The second way to increase the availability of bone marrow, is by using blood collected from the umbilical cord, which is rich in haemopoietic stem cells, when a baby is born. Cord blood transplants can be from a sibling donor, but greater degrees of mismatching are permissible, and unrelated donors from “Cord Blood Banks” can also be used. The limited number of stem cells which can be collected from a newborn baby is sometimes a problem and graft rejection rates remain high. A summary of experience to date in Europe and the USA in 2011 reported on 16 children with sickle cell disease; OS was 94% (1 death), but in 44% (7 patients) the graft was rejected. It might be possible in the future to grow the baby’s stem cells in a test tube after collection to increase the number of stem cells available (ex vivo stem cell expansion).

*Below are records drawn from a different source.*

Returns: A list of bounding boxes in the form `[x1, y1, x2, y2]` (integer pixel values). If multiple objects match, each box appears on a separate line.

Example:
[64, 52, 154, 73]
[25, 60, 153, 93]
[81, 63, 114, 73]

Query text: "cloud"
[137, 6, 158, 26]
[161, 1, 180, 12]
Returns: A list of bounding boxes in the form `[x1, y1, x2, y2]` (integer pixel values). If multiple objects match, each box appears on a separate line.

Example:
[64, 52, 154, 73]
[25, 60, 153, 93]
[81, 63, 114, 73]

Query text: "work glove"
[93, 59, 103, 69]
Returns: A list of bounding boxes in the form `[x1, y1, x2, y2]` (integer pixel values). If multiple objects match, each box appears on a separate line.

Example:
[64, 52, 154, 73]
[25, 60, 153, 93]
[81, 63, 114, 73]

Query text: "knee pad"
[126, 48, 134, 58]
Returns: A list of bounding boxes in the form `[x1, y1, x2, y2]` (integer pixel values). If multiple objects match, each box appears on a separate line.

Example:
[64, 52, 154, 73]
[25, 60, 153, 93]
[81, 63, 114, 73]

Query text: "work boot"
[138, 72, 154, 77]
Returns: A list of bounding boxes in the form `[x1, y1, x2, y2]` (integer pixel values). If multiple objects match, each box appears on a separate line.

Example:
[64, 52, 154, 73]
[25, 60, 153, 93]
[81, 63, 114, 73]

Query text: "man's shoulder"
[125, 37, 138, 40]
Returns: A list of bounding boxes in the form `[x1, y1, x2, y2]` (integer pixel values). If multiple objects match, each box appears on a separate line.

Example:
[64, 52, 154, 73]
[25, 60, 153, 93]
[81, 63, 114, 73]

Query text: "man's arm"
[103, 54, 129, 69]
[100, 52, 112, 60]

How can we summarise the position of bone marrow transplantation in sickle cell disease at the present time. There is no doubt that bone marrow transplantation for children, if they have a closely matched brother or sister donor, is a valid treatment option, particularly if they have severe sickle cell disease with the early development of complications. All young children with sickle cell disease, together with their brothers and sisters, should therefore be HLA typed to see whether they have a suitable donor. The problem is the limited supply of donors, which at the moment, restricts the number of patients with sickle cell disease who can be offered curative treatment. The use of haploidentical donors or cord blood transplants may be a way to increase donor bone marrow availability in future.
For adult patients with sickle cell disease the situation is more complex, but there are encouraging results using reduced intensity conditioning regimes to increase the safety of the procedure. The possibility of partial transplants with donor-recipient chimerism is an exciting new development which may make transplants in older sickle cell patients a reality.